21 Mar 2019 à 15:13 Monde
Tariq Ramadan accusé de provocation après s’être incrusté à une conférence sur les violences faites aux femmes

La présence de Tariq Ramadan lors d’une conférence sur les violences sexuelles faites aux femmes qui a eu lieu à Paris, lundi 18 mars, a crée un véritable tollé. Les organisateurs et participants se sont indignés face à la situation. Plusieurs d’entre eux, qui ont aperçu l’islamologue, ont quitté la salle.

Ramadan, poursuivi pour le viol sur plusieurs femmes , a été prié de partir. « Sa présence en tant que spectateur est une provocation inacceptable », a déclaré l’organisateur de la conférence Madjid Messaoudene.

« Ni la municipalité ni les participants n’avaient invité Tariq Ramadan à assister à l’événement ou ne souhaitaient qu’il soit présent », a t-il ajouté.

Plus encore, Messaoudene explique que s’il n’était pas possible de forcer physiquement l’essayiste suisse, il lui a été demandé à plusieurs reprises de partir. Dans un communiqué, la municipalité de la ville de Saint Denis a déclaré que les « provocations ignobles doivent cesser ».

La municipalité a souligné qu’il était injustifiable qu’un débat sur une question aussi importante soit «détourné» par la présence provocatrice de Ramadan. Fatiha Agag-Boudjahlat, journaliste au Figaro, a décrit Ramadan comme un hypocrite religieux, affirmant que sa présence était en soi une violence contre les femmes.

« Nous espérions qu’il partirait de lui-même à défaut de pouvoir le faire sortir », a raconté à l’AFP l’une des intervenantes, Anaïs Bourdet, qui a créé le site participatif « Paye ta shnek » pour dénoncer le harcèlement de rue. Des femmes n’ont pas apprécié sa présence et ont quitté la salle.

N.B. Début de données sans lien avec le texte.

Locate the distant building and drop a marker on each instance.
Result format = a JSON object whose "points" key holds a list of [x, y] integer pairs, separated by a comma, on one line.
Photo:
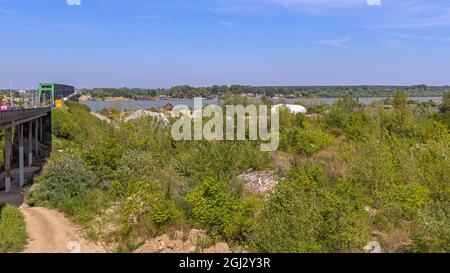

Sur les réseaux sociaux, les internautes crient au scandale et se sont insurgés de la présence de celui qui actuellement en liberté sous caution.

Ramadan, âgé de 56 ans, a remis son passeport aux autorités françaises. Un tribunal français a rejeté sa demande d’abandon des charges pour les deux accusations de viol au début du mois.

L’intellectuel musulman est mis en examen depuis le 2 février 2018 pour deux viols, le premier s’étant déroulé le 9 octobre 2009 et l’autre au printemps 2012 à Paris.

Ramadan a servi jusqu’à 10 mois de prison au cours de l’enquête sur la série d’allégations portées contre lui. La justice française a libéré le Ramadan sous caution de 340.000 dollars en novembre 2018.